Trifacta, which has raised more than $76m to date, seems to have set its sights on big businesses. Its own customers, of which there are around 7,000, include Pepsi, Royal Bank of Scotland and LinkedIn. This makes Google an ideal partner to push the idea that it can work with data at scale.
Google, meanwhile, said the tie-in is aimed at analysts that want to work with data directly "without needing to rely on data engineers".
Wilson said that are their customers are increasingly business users. "This shift enables IT to focus on data governance and scaling best practices. This is why self-service tools are now essential to improving information agility."
The data wrangling solution, he said, can handle "massive amounts of data from a variety of sources". It will automatically detect schema, type, distribution, and missing or mismatched values, and use machine learning to recommend corrections.
The idea is to allow users to easily and visually explore, clean and prepare structured and unstructured data so it can be used for analysis or training machine-learning models.
The platform natively integrates with Google Cloud Dataflow, which the companies said would allow serverless auto-scaling execution of data preparation – selling this as time-saving and problem-solving for customers, for instance because they don't have to choose where their jobs run.
Other integrations include Google Cloud storage and Google BigQuery, which the companies say will allow users to browse, preview and import that data through a single interface.
"This has huge potential for teams that rely on Google-generated data," Trifacta said.
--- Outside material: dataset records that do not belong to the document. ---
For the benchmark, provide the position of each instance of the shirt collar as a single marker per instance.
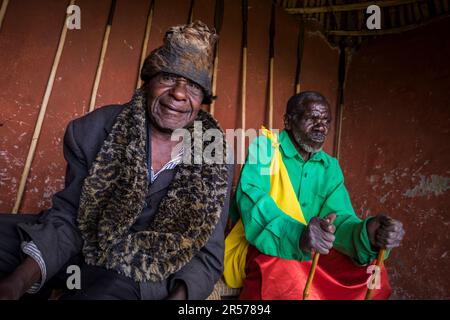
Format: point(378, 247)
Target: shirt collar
point(290, 151)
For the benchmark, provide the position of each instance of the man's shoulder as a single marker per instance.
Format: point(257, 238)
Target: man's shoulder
point(101, 117)
point(329, 161)
point(91, 129)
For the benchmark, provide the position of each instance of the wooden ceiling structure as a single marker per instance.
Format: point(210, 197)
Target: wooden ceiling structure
point(345, 21)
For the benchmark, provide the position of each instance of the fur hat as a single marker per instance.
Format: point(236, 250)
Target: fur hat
point(187, 51)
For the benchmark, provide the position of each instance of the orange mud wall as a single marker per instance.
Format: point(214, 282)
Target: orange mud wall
point(395, 150)
point(390, 163)
point(28, 42)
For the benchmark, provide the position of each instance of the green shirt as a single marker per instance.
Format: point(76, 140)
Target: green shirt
point(319, 185)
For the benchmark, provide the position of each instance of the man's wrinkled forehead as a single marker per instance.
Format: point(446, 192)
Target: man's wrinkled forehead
point(316, 109)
For instance, marketing teams using DoubleClick ads data can now use the Cloud Dataprep platform to prepare the result back into BigQuery for analysis.
Google Cloud Dataprep has been in private beta for about six months, and has now entered public beta. It will then become generally available once any issues are ironed out, but the companies haven't specified a date for when that will be.
Trifacta said it does not publish its pricing, but a spokesperson pointed us to a free version of its Wrangler product. ®